R.G. Barry Corp., best known for the Dearfoams slipper brand, has agreed to be acquired for an estimated $215 million by Mill Road Capital, the Greenwich, CN.-based private equity firm that proposed buying it in September.
The merger will result in R.G. Barry becoming a wholly-owned subsidiary of a newly-formed corporation controlled by Mill Road. Besides the Dearfoam's slipper brand, the company owns Baggallini handbags, totes and travel accessories,  and Foot Petals premium insoles and comfort products.

Mill Road, already an 9.8 percent shareholder, will acquire all outstanding shares for $19, an 18 percent premium over the 30-day average stock price prior to the firm’s initial proposal in September. It also is 67 percent higher than the company’s 52-week low prior to the proposal and 6 percent higher than the 52-week high for that period.
“Mill Road has a clear understanding of our vision for the business,” said R.G. Barry’s CEO Greg Tunney in a press release. “As a privately-held company, we expect to continue to invest in the long-term growth and acquisition strategies that we believe will propel R.G. Barry brands into a true leader in the accessories marketplace. We look forward to this partnership.”

Mill Road Managing Director Scott Scharfman said, “We have great confidence in the outstanding senior management team led by Greg Tunney and believe in their ability to successfully implement the long-term strategic plan,”
The merger agreement was unanimously approved by R.G. Barry’s board of directors. It’s expected to close in the third quarter.

The merger agreement permits R.G. Barry to solicit alternative acquisition proposals from third parties through May 31, and R.G. Barry intends to do so under the direction of the Board and with the assistance of its financial advisor, Peter J. Solomon Co.

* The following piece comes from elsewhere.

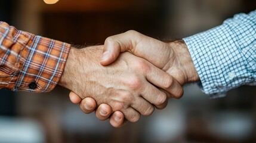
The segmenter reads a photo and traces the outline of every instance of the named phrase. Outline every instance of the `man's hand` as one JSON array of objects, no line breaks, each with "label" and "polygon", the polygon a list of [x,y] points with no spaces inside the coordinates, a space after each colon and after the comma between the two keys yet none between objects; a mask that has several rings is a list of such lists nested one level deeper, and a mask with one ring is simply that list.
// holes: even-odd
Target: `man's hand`
[{"label": "man's hand", "polygon": [[149,61],[172,75],[181,85],[199,79],[187,46],[182,40],[165,43],[129,30],[106,39],[100,63],[103,66],[109,64],[120,52],[125,51]]},{"label": "man's hand", "polygon": [[[166,71],[182,85],[199,80],[199,76],[191,56],[182,40],[165,43],[135,31],[129,30],[106,39],[103,48],[103,56],[100,63],[102,65],[107,65],[115,61],[120,52],[127,51],[147,60]],[[73,97],[79,98],[75,94]],[[181,96],[174,97],[178,98]],[[84,104],[82,105],[87,104],[84,102],[83,103]],[[104,107],[110,108],[107,105],[104,105]],[[102,110],[102,108],[103,107],[100,106],[97,111]],[[81,106],[81,108],[85,110],[85,107]],[[106,119],[98,113],[95,113],[98,118]],[[109,114],[106,117],[108,117]],[[120,116],[121,114],[118,115]],[[112,120],[115,116],[116,114],[110,117],[110,121],[115,125],[119,125],[118,126],[122,126],[121,122]]]},{"label": "man's hand", "polygon": [[82,99],[91,97],[97,105],[107,104],[132,122],[137,121],[140,114],[150,115],[154,110],[152,104],[166,102],[165,93],[178,96],[183,92],[171,76],[129,53],[124,53],[109,66],[101,66],[102,48],[72,48],[58,84]]}]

R.G. Barry also released its third-quarter results, which included a 1.3 percent increase in net sales to $26.1 million. Net earnings grew 66.1 percent to $2.6 million, or 22 cents a share, although the latest period included a $2.4 million non-taxable gain related to the death benefit of insurance policies on the life of former Chairman, Gordon Zacks, who died Feb. 1.

Gross margins eroded to 44.1 percent compared to 45.9 percent one year ago. SG&A expenses of $11.4 million were up nearly 19 percent, primarily as a result of the company's continuing investment in long-term growth initiatives and costs related to the merger transaction.

In the Footwear segment, quarterly sales were $16.6 million compared with $16.4 million one year ago. Footwear gross margins decreased by 60 basis points to 39.4 percent; and gross profit remained relatively flat on a year-over-year dollar basis at $6.5 million. Third quarter operating profit decreased $0.3 million, reflecting fluctuations in a broad range of expenses.

In the Accessories segment, sales rose 1.2 percent to $9.5 million. Quarterly operating profit decreased by $1.6 million versus last year to $0.2 million, reflecting a 390 basis point drop in gross margin.

Tunney concluded, “The greatest test our business faces continues to be identifying and retaining profitable top-line growth in existing segments while adding new, category-appropriate drivers in other parts of the accessories universe. We remain committed to investing for the long-term in the people, platforms and strategies that will make that growth possible at a faster and more sustainable rate than we currently are achieving.”